Yesterday Google announced a new feature for Webmaster Tools: a Mobile Usability report that shows what you can improve on your site to optimise it for mobile users.
In this report Google shows you exactly what it thinks is wrong with your site that prevents it from working perfectly on mobile devices. Things like setting the size of the viewport, your font size, how easy it is for users to tap your links, etc – they’re all checked and Google will let you know when things are sub-optimal.
This latest feature follows on from a recent announcement that Google intends to actively look at the user experience your site provides on mobile devices, and use it as a ranking factor. This new report in GWMT shows precisely which elements on your site Google is likely to use for that mobile UX ranking factor, thus removing any ambiguity about exactly what aspects Google is judging your site on.
Additionally, Google is experimenting with showing icons in its mobile SERPs that indicate (un)optimised mobile experiences for the websites it ranks:
This recent flurry of activity from Google on the mobile front is yet another strong signal that mobile is not something to be ignored or treated half-heartedly. The growth of mobile internet use has been nothing short of spectacular, and the relevant statistics are mind-boggling:
- In early 2014 internet usage on mobile devices surpassed that of PCs [source]
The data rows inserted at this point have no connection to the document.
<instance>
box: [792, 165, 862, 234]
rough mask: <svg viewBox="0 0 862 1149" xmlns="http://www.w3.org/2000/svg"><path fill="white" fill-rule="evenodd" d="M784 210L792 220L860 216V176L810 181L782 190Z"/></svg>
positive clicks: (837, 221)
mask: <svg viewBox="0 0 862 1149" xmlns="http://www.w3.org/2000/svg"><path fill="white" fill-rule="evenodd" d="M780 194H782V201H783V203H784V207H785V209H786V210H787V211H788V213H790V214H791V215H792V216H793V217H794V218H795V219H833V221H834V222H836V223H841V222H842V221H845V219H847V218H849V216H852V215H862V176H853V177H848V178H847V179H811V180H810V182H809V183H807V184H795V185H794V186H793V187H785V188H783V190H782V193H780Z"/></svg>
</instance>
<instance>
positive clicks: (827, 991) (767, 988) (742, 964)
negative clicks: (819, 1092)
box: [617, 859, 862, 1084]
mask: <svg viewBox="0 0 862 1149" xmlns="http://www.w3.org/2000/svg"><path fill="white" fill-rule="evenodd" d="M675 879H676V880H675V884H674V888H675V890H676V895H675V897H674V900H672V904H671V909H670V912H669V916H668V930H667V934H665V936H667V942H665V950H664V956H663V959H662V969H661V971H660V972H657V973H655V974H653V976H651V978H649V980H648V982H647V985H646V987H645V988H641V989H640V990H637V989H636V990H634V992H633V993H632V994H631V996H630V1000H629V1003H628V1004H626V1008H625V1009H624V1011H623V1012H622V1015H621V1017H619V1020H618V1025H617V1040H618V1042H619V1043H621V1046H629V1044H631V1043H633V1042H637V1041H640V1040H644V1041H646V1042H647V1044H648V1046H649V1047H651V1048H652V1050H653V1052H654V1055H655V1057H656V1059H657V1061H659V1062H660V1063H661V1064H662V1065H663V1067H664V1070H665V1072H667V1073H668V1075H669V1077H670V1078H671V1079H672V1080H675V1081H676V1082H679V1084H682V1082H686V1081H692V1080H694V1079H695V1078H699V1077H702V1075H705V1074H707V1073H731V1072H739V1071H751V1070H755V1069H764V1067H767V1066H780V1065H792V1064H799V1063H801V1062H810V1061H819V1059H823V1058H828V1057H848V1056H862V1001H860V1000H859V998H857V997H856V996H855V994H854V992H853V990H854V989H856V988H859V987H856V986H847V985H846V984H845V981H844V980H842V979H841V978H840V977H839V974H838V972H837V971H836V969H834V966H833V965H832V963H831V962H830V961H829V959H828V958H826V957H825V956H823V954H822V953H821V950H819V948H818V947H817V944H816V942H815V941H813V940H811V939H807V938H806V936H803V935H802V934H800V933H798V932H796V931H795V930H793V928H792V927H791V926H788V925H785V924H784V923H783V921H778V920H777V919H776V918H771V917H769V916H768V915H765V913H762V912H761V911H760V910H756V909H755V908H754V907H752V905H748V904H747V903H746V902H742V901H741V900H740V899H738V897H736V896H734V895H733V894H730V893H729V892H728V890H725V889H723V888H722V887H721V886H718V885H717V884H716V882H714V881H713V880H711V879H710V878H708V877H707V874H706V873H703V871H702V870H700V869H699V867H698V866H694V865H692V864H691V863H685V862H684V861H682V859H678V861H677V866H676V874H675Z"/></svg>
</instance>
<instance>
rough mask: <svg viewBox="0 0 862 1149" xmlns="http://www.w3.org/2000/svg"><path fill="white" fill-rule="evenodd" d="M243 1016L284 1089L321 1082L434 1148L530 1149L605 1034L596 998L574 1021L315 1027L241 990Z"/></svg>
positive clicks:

- 66% of emails are first opened on a mobile device [source]
- 50% of YouTube’s traffic is from mobile [source]
- Mobile traffic accounts for 25% of all global internet traffic and is growing strongly [source]
Adapt or Die
Not a week goes by without some new report showing the growth of mobile and the increasing importance of adjusting your business strategy to this trend. Yet so many websites are still not mobile friendly, or use an outdated approach to mobile optimisation (like separate mobile sites with all kinds of duplicate content issues).
It seems Google too is tired of the sluggish way businesses have chosen to adopt to the mobile landscape, and is now actively forcing their hand. Either you optimise for mobile, or you’re left behind.
Google is intent to claim dominance on mobile as well, and the best way to do this is to make sure they’re seen as the best provider of mobile services. Mobile search advertising is a pivotal aspect of Google’s long term strategy, so they need to deliver the best mobile search experience to beat their rivals. Now that Apple is taking steps away from Google by adopting Bing as their default search engine in iOS and Mac OS X, Google wants to reclaim Apple users by providing a much better mobile search experience.
The message to webmasters is clear: adapt or die. You either embrace mobile wholeheartedly and work hard to deliver an optimal mobile user experience, or Google will simply leave you behind.